I know I’ve talked about my friends quite a bit on here before, but I’m going to talk about them again. Well, really just one because she’s the one that inspired tonight’s post.

About a week ago (8 days to be exact), my dear friend posted this on Instagram:

I had one of those days where things just kept going wrong. I couldn’t help but have a really sinful thought, “I have very little to be thankful for. God you haven’t blessed me lately.”

And I nodded along, “Ditto, sister. Ditto.”

It was just one of those weeks. Every woe-is-me emotion was making its way to the surface of my life and I just wanted to have a good cry. I’ve had this thought run through my mind more than once over the past year: “What do I have to do to get You to show You care about me?!”

Sinful, I know.

Honest? Yup. Very.

It’s easy for me to try to work my way towards blessings. I want to be the good little athlete I’ve always been and earn my spot. I was to prove that I’m worth it.

I can’t accept grace, mercy, justice, divine love at face value. I find it hard to believe that God is good just because.

And then I start feeling bad about feeling bad

“Why are you complaining, Smith? You ARE blessed. You have a home to live in, food to eat, clothes to wear, a family & friends that love you. Stop it!”

The pendulum then swings towards self-reliance and not wanting to ‘burden’ God with my needs. I cheapen His love & grace by thinking that my needs aren’t worth His time.

Both of these attitudes are sinful. Both say God isn’t good, enough, just, holy. Both say that my way is better and I can just do this life alone.

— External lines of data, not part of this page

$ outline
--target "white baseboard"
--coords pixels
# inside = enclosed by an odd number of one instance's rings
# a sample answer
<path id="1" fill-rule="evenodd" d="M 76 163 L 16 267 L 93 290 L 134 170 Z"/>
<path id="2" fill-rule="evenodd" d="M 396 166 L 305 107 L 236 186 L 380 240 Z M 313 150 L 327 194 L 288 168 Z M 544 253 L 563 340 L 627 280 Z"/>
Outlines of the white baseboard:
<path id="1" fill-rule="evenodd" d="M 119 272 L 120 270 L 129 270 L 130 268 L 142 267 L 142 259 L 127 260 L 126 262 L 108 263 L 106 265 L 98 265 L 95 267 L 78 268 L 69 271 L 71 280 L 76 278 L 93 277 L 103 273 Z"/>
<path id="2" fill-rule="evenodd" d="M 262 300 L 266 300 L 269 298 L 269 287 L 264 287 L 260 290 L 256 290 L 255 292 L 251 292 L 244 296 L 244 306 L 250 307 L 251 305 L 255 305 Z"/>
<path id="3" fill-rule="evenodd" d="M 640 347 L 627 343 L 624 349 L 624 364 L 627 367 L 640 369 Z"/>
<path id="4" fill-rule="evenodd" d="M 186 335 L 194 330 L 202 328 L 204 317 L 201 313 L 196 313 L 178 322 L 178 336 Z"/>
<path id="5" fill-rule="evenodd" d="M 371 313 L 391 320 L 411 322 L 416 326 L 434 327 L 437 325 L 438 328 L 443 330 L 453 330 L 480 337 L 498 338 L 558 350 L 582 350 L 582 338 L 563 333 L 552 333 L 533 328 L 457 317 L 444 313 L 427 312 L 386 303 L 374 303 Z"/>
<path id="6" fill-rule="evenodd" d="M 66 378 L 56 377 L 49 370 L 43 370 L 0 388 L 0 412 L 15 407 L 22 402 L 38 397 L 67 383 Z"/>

But then my friend finished her post:

A little later I opened my variety pack fruit snack and found 3 raspberries. It’s my favorite flavor and you’re lucky if you get 1. (Yesterday I got none.) BUT today I found 3 waiting for me. Sounds so silly, but I was so humbled. Even if it is just about my fruit snack, I have so much to be thankful for. We have a Savior who already won the battle. #fruitsnackfaith #choosejoy #Heisalwaysgood

(Sorry, not sorry that I left the hashtags in there.)

God does bless us in the most mundane ways.

God does care about our simple & small desires.

He knows us so intimately, and wants us to know His love so greatly, that He gives us our favorite fruit snacks at just the right moment.

It can be easy to look past God’s goodness in the everyday life moments, and it can be just as easy to think He doesn’t care about something as small as me wanting queso for dinner.

Know that He does care. He does love extravagantly. He knows our hearts so well that He’s giving us just what we desire and need, exactly when we need it.

Take heart, precious one. He has won the battle & holds your heart.

*and yes, in case you were wondering, that IS the original fruit snack picture that inspired this whole thing!